Guns of the legends Collection

  • If you search on Spearboard then you will find a "supercharging" lever rollergun there built from scratch, but with a more modern handle. The French Hurricane company also made a pistol grip version of the same gun a little later. The important thing is to swing the lever with the bands not under a lot of initial tension as otherwise the lever is too hard to pull back. Also when going over the center like a toggle action the lever can snap downwards like a rat trap closing, so watch out. An experimental rollergun based on the supercharging lever idea before this French gun was discovered (many ideas in spearfishing unwittingly get reinvented) nearly chopped the operator's fingers off, so caution is needed with more modern high modulus bands.

  • I cannot remember if this "Fusil Americain" rollergun has been posted here before, but this canon uses rubber band power to drive an impeller unit that slides in a top slotted barrel. The gun has four shooting powers and a supercharging lever and can be used as both a rear handle gun and a mid-handle gun. Based on two spring gun handles this gun was a product of the "USA" company based in France which made many models of spring guns. Alexandre Kramarenko and Charles Henry Wilen formed that company when in 1937 they made the first ever spring gun, and in the patent records the first ever underwater speargun. This gun was heavy and expensive and the one shown here was given to Jack Prodanovich for his consideration and appraisal, but Jack never used it as he thought it was overly complicated and rather cumbersome. Of course Jack made his own line of spearguns in his workshop that are also collector's items and they were a better proposition for spearfishing than this gadget was. Still it is an impressive gun and demonstrates the inventiveness of the first generation of spearfishermen.



    Checking back I showed the patent drawings here, but not the photo of the gun as it was still locked up in my old computer.

    Don Paul >Spearguns fusiles Vintage Españoles

  • This rubber powered spear pistol is a tail pusher speargun using the Nemrod spring gun handle. When cocked to shoot the spear protrudes out the rear end as much as it does at the front end of the gun. The bands mount on the grip handle and run back to a tail cap that sits on the spear tail. There were many guns like this in the early days, but they only had a short power stroke so were not long range shooters. The side rollers direct the run of the bands to align with the spear when stretched out with the gun cocked.

  • Here is another of these tail pusher spearguns, the "Christie", which has a brace for supporting the gun against the shoulder during the shot. The Australian company "Undersee Products" made a series of cast alloy guns using a similar layout such as the "Comet" and the "Bantam". The "Comet" is shown below with the spear slid forwards in the gun. You can see that the design moves the handgrip further back in the gun and away from the band anchor point.
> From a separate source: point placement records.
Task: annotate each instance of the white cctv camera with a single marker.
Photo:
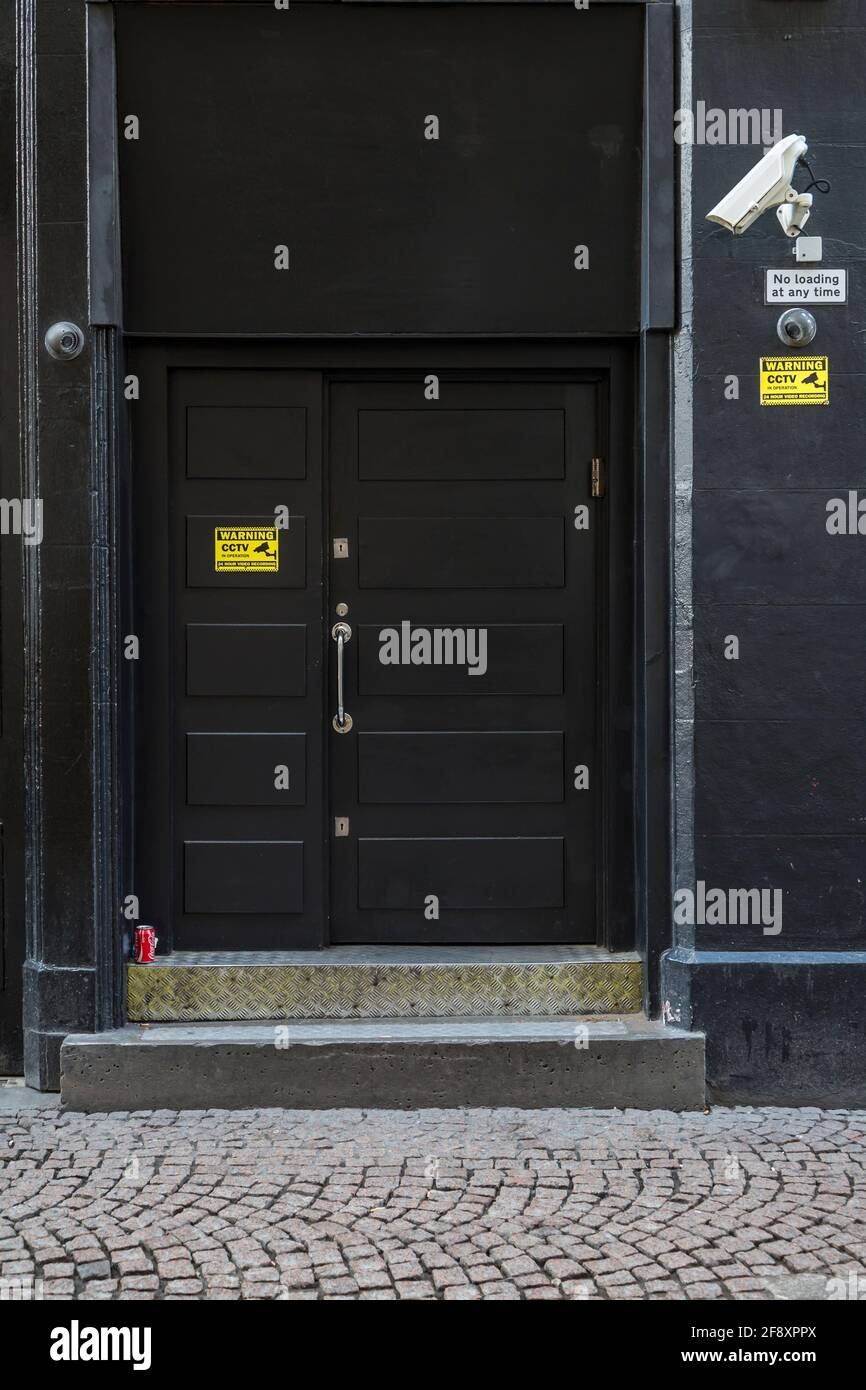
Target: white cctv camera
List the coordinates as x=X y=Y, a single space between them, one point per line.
x=768 y=185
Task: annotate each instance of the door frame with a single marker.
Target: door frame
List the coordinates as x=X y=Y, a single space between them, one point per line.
x=612 y=364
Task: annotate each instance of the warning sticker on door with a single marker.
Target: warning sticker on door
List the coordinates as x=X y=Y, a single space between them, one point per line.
x=249 y=549
x=794 y=381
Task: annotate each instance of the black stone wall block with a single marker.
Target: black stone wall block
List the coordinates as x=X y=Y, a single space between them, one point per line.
x=774 y=548
x=780 y=1029
x=822 y=880
x=781 y=777
x=798 y=662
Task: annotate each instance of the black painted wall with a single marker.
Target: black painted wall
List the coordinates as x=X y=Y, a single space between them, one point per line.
x=780 y=731
x=780 y=734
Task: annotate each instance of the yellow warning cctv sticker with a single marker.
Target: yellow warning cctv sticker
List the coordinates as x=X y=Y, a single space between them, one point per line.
x=248 y=549
x=794 y=381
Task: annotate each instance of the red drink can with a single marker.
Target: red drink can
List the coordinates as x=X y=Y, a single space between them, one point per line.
x=145 y=945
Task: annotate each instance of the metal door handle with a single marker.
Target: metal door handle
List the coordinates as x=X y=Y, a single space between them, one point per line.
x=341 y=633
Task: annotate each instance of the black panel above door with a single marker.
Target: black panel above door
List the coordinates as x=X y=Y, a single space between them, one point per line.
x=327 y=154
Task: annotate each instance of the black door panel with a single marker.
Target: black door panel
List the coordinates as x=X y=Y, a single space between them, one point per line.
x=463 y=805
x=471 y=669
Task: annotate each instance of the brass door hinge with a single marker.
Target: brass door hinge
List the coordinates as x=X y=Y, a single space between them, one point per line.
x=598 y=478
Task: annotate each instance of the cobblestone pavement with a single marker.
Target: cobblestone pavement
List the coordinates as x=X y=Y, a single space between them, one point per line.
x=435 y=1204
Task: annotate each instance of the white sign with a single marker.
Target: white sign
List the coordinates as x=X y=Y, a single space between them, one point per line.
x=806 y=287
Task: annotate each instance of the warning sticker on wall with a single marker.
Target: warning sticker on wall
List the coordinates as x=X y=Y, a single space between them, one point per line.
x=252 y=549
x=794 y=381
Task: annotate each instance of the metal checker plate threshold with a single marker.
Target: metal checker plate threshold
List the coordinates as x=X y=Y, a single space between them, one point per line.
x=385 y=983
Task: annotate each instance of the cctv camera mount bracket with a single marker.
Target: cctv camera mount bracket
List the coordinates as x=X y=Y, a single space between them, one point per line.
x=794 y=213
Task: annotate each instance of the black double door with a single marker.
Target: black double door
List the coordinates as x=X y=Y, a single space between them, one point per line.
x=367 y=695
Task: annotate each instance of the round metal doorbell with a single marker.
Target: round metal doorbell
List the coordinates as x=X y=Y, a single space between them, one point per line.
x=64 y=341
x=797 y=327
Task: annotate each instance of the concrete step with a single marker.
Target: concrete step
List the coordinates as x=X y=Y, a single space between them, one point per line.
x=398 y=1064
x=385 y=983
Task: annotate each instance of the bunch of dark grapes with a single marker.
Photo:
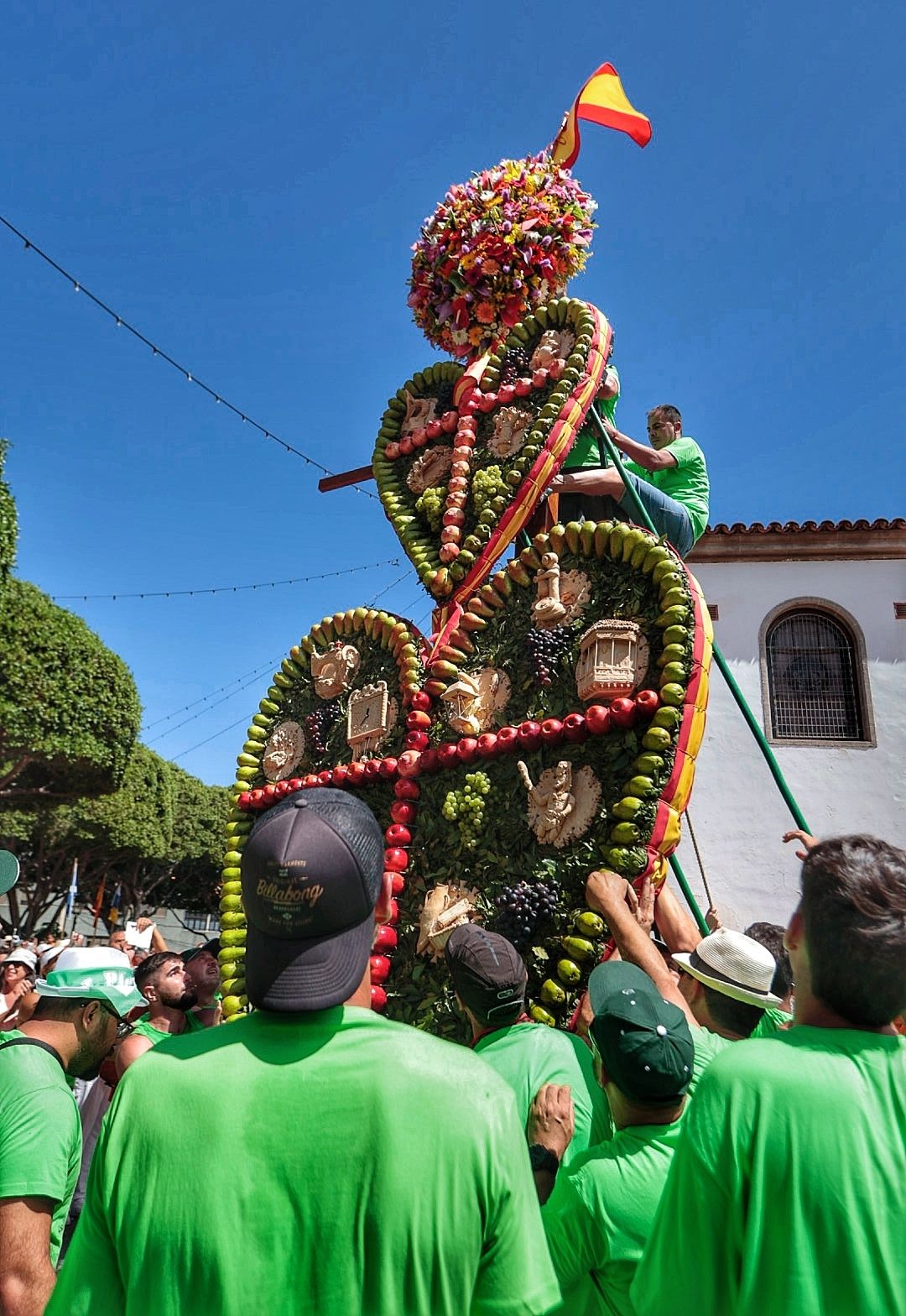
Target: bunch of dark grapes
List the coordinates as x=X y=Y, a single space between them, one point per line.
x=547 y=648
x=319 y=727
x=516 y=366
x=523 y=908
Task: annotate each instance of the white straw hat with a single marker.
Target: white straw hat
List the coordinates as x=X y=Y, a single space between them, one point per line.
x=734 y=965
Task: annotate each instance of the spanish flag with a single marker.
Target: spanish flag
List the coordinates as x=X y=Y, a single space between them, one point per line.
x=601 y=100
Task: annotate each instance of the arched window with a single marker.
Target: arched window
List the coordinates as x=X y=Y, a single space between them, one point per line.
x=815 y=678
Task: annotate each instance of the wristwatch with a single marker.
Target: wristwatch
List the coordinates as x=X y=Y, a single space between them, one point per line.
x=542 y=1158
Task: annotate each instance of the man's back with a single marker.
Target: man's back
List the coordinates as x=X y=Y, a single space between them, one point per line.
x=598 y=1216
x=790 y=1167
x=331 y=1162
x=528 y=1056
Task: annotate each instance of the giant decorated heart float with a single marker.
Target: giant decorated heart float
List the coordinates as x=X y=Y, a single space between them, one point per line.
x=549 y=723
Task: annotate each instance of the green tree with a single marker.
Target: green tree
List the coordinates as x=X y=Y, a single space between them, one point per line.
x=69 y=706
x=158 y=838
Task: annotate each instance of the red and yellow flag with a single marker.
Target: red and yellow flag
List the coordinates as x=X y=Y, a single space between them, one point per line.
x=601 y=100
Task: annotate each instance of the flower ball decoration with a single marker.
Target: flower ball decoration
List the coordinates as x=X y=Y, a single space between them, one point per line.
x=497 y=247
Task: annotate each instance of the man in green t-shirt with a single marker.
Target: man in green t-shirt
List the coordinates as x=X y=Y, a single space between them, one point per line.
x=491 y=979
x=669 y=478
x=600 y=1214
x=793 y=1156
x=169 y=994
x=79 y=1014
x=362 y=1165
x=725 y=980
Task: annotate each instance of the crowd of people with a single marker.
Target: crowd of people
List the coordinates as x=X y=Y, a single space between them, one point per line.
x=725 y=1131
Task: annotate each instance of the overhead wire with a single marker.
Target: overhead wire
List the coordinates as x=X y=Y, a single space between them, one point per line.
x=225 y=588
x=158 y=352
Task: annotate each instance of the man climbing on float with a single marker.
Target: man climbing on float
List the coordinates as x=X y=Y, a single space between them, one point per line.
x=669 y=478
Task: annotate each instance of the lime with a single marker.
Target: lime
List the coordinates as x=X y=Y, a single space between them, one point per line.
x=625 y=833
x=656 y=739
x=627 y=807
x=568 y=971
x=642 y=785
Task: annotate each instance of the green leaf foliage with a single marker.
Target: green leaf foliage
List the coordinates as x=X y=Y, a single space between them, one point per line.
x=69 y=706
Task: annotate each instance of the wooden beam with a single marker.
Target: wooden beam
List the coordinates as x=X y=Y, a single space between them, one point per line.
x=345 y=479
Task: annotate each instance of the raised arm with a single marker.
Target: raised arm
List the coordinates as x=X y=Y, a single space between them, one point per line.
x=607 y=894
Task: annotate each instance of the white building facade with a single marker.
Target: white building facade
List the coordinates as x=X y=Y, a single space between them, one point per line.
x=811 y=620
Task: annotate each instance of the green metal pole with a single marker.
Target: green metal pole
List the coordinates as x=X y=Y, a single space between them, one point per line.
x=753 y=725
x=762 y=743
x=687 y=891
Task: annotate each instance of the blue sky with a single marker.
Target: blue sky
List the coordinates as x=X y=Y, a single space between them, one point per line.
x=242 y=183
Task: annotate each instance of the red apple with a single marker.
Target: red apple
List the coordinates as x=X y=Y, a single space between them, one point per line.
x=386 y=936
x=380 y=968
x=646 y=703
x=404 y=811
x=528 y=734
x=447 y=755
x=551 y=731
x=508 y=740
x=574 y=727
x=487 y=745
x=398 y=834
x=467 y=749
x=409 y=764
x=622 y=713
x=597 y=720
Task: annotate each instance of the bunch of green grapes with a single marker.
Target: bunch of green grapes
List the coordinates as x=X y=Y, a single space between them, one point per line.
x=491 y=494
x=466 y=807
x=430 y=505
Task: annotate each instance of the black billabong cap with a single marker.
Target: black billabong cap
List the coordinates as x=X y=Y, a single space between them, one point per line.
x=310 y=877
x=643 y=1042
x=487 y=970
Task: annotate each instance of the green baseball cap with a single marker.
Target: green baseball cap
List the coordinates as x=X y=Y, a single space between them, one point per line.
x=643 y=1042
x=94 y=973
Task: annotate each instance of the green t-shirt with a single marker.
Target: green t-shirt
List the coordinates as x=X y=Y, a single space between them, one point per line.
x=685 y=483
x=790 y=1170
x=157 y=1035
x=598 y=1218
x=708 y=1044
x=528 y=1056
x=362 y=1167
x=586 y=451
x=39 y=1132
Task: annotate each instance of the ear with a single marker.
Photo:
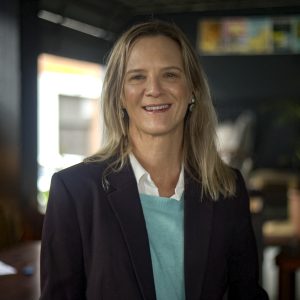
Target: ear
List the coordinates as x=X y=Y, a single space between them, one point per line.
x=122 y=101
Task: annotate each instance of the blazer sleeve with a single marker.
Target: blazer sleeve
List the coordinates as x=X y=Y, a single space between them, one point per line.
x=62 y=271
x=243 y=261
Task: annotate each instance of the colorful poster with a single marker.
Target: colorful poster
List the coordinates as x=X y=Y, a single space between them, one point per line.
x=259 y=36
x=296 y=35
x=249 y=35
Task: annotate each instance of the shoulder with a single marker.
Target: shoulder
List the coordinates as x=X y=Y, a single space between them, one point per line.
x=80 y=176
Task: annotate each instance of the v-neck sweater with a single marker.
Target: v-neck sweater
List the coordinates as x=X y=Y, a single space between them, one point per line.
x=164 y=222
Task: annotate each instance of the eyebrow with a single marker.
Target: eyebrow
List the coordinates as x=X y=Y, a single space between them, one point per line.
x=164 y=69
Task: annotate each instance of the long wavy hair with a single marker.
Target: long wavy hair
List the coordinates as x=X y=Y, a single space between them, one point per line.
x=200 y=157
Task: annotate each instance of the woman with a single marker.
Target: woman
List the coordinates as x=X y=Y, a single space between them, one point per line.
x=155 y=214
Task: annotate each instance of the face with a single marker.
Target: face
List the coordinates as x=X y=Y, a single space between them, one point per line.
x=156 y=93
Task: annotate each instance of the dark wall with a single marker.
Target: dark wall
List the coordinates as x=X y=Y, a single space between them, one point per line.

  • I found this advert for a gun that I have seen the ruins of and thought that it was displayed on this thread, but it does not look like it after checking through the various pages. Of interest as it shows that many rifle-like fishing weapons are not underwater guns, but terrestrial weapons for shooting fish from the riverbank. However it is a side-slotted barrel gun with a tail pusher for driving the spear shaft and some of the earliest guns used underwater tried this layout when competing with the tube based internal spring powered spearguns. Note the two vertical prongs mid-stock which catch the driving band rubber and decelerate the pusher unit before it reaches the end of travel in the barrel, the restretching band creating the necessary deceleration.

    When sling powered Arbaletes appeared (the modern band gun) these side-slotted barrel guns virtually disappeared.